The Flash Memory Summit brings people together from all corners of the world, and as diverse as many of the ideas are within, it all comes down to a simple thing… flash. Flash is rather unique, in that it originates as simple sand which is heated to over 3000°F and becomes molten glass where it goes through a process and becomes what is known as a silicon ingot. This ingot has the shape of a donair (to be rather blunt) but in its creation, forms a perfect cylinder where wafers are then cut creating a perfectly round and flat ‘dish’, if you will. This wafer is one of the purest substances on the face of the earth with a purity of 99.999999999%. From there, This can be cut and manufactured into circuitry, or for our usage scenario… NAND flash. I am fortunate to have been honoured with one of these wafers many years ago…
You can see by this very outdated chip that this wafer is cut into squares which are then used to create NAND storage. The doors to the FMS display area opened a short time ago. Take a look at this photo from the Micron booth showing the much more current Micron G8 NAND wafer. The squares are much smaller and the form the NAND found in each of these SSDs to the right. Oh to get my hands on one of these!
Now how does that affect you? NAND is present in the phone you use every day…as it is in the PC you may be reading this article with right now. This might not be so apparent if you are younger, but there was a time when we had to go to the bank for our business, a travel agent for vacation bookings, and there was a time that you could not see immediate replays in sporting events. In fact consider this. When we post this article, it will be available to and will be ‘posted’ on the internet through the moving of this data tens of thousands of miles…. yet in less than a split second. And you can comment where your response would travel tens of thousands of miles, only to be posted that second or so later.
This is flash after all. It not only provides a storage place for your data, but its sheer ability to move data at unheard of speeds, allows us to live in an instant world…and we don’t think twice. Banking and investing… instant. Finding the best place to vacation and the best prices… instant. Finding and following directions in the car… instant. Facebook… instant. Think about this for a second.

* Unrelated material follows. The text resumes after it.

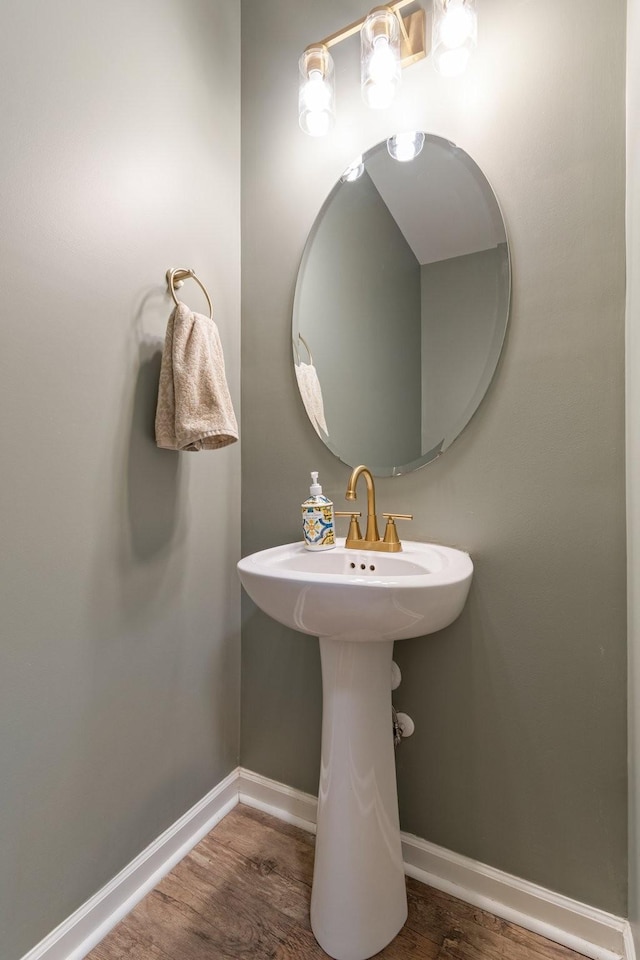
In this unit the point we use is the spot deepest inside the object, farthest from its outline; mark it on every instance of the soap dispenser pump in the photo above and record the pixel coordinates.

I can post on FB and a few second laters someone from Asia can reply. Do we realize that that information has travelled thousands and thousands of miles to include through cabling in the deepest depths of the ocean? And even now consider AI… Anything you search on Google, for instance, will most likely return with a helpful summary atop all of the findings. That summary comes from ‘AI’ reading and forming a logical opinion from all of those sources. all of this information starts and ends with NAND flash storage. Today, you can take a simple picture going back 20, 30, 40 years or longer and have AI create a video within seconds… Thank flash.